L’autore infatti è un ragazzo giovanissimo che attualmente abita e lavora a Moncalieri, la cui vita oggi scorre serena tra famiglia, amici e lavoro, eppure Youssef vive il tormento di chi sembra non appartenere a nessuno stato, nessun popolo. Lui, così giovane e pieno di forza vitale, racconta in modo esaustivo il dramma di chi ha subito sulla propria pelle la cattiveria del pregiudizio. «È strano come il razzismo sia nella mente di chi ha paura di subirlo, mio padre e mia madre avevano la consapevolezza di un’inferiorità che si erano creati da sé, noi dovevamo sempre dimostrare qualcosa in più per essere all’altezza di persone che non facevano neanche la metà di quello che eravamo costretti a fare noi».

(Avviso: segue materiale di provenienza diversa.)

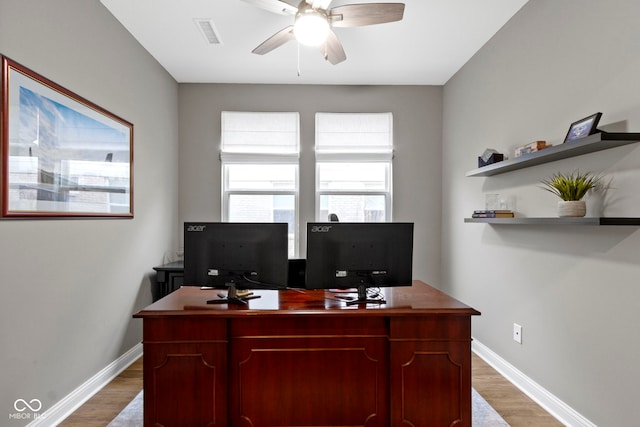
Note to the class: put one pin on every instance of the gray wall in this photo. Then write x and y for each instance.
(69, 287)
(417, 112)
(575, 290)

Il lettore troverà nelle pagine di questo romanzo quel senso di vuoto che contraddistingue l’uomo déraciné, ossia quell’individuo pervaso dal senso di smarrimento scaturito dall’obbligo ad abbandonare (per le più disparate ragioni) il proprio paese natio. Quello che si legge in “Uè Africa. Diario di un marocchino” è la crisi di identità di un ragazzo che diventa uomo, di chi non si sente riconosciuto né dalla nazionalità di origine e ancora meno da quella che potremmo definire d’adozione, quella dove l’uomo si è formato, è cresciuto e in cui riconosce parte di sé.

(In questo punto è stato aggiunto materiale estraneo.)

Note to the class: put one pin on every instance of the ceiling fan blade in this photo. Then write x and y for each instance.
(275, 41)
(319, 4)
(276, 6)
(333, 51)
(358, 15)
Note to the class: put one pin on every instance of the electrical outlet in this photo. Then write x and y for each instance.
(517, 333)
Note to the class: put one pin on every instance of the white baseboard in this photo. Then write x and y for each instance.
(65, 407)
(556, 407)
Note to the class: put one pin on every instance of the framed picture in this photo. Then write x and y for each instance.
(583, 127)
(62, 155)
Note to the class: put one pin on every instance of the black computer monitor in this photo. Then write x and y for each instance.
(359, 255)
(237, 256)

La forma narrativa è scorrevole e le parti descrittive, in cui l’autore si esprime attraverso il racconto in forma di diario, alleggeriscono la lettura che quindi corre per tutte le pagine; il lettore, animato dall’interesse per un’esperienza di vita talvolta assai distante dalla propria, conclude la lettura di questo romanzo assai velocemente, recependo chiaramente il messaggio lanciato dall’autore: la necessità e la bellezza nel saper accogliere la diversità di ogni genere.